Itu adalah hasil investigasi Kementerian Kesehatan di 17 provinsi terhadap 445 orang yang meninggal dunia serta 10.007 orang yang sakit.

Kementerian Kesehatan menyatakan kasus kematian paling banyak terjadi di Jawa Barat, sedangkan angka kesakitan terbanyak di DKI Jakarta, Banten, Jawa Timur, dan Jawa Barat.

Menurut data yang diperoleh petugas KPPS yang meninggal dunia paling banyak berusia 50 sampai 59 tahun, disusul usia 40 sampai 49 tahun. Menurut Tri Hesty, 29 persen data korban meninggal dunia berusia 50 tahun.

Dia menegaskan meninggalnya para petugas itu paling banyak terjadi di luar rumah sakit. Mereka juga berpulang tidak pada hari pemungutan suara 17 April 2019. Rata-rata pada tanggal 21 – 25 Apirl 2019 dan 26 – 30 April 2019.
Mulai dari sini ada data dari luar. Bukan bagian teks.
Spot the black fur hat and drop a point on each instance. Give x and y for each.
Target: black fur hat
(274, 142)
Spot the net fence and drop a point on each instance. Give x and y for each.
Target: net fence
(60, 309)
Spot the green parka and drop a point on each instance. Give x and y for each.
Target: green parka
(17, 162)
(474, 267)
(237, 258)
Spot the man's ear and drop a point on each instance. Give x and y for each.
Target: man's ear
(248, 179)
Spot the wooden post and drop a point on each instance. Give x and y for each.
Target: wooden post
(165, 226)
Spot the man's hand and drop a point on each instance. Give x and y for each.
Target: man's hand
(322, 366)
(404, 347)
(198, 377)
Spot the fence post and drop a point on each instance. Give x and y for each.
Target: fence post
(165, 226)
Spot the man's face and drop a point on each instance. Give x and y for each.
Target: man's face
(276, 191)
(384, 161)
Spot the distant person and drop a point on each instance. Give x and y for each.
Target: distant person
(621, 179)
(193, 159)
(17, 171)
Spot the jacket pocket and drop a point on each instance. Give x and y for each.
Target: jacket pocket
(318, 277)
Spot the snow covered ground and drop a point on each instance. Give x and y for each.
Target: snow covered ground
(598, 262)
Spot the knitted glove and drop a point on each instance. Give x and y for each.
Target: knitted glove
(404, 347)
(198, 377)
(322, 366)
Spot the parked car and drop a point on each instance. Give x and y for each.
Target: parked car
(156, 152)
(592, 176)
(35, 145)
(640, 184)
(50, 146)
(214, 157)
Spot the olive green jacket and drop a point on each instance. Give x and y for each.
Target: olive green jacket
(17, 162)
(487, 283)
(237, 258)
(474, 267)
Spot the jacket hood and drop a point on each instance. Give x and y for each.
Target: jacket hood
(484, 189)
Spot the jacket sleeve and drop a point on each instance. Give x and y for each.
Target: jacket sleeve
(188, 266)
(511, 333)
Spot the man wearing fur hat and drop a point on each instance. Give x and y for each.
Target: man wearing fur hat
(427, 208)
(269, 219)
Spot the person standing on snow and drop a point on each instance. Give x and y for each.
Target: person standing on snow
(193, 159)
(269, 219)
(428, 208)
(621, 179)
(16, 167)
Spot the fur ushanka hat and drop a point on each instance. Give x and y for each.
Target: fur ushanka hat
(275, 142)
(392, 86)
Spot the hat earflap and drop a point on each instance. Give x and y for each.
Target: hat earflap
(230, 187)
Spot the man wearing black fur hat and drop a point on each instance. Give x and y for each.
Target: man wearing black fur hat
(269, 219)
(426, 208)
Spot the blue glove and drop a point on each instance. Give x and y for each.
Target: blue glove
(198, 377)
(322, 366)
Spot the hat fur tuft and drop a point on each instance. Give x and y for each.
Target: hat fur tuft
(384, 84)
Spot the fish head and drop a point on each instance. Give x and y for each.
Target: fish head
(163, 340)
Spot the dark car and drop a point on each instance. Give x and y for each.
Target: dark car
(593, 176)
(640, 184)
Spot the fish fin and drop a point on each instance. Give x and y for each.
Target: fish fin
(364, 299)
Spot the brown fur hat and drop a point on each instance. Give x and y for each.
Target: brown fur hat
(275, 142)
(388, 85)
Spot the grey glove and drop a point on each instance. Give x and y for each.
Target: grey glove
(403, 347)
Sementara Ketua Umum Pengurus Besar Ikatan Dokter Indonesia Daeng M Faqih menegaskan petugas KPPS yang meninggal telah memiliki riwayat penyakit sebelumnya.

Saat mendapat pekerjaan yang berat hingga kelelahan menjadi pemicu penyakit tersebut kambuh lagi dan membuat kondisinya menjadi parah.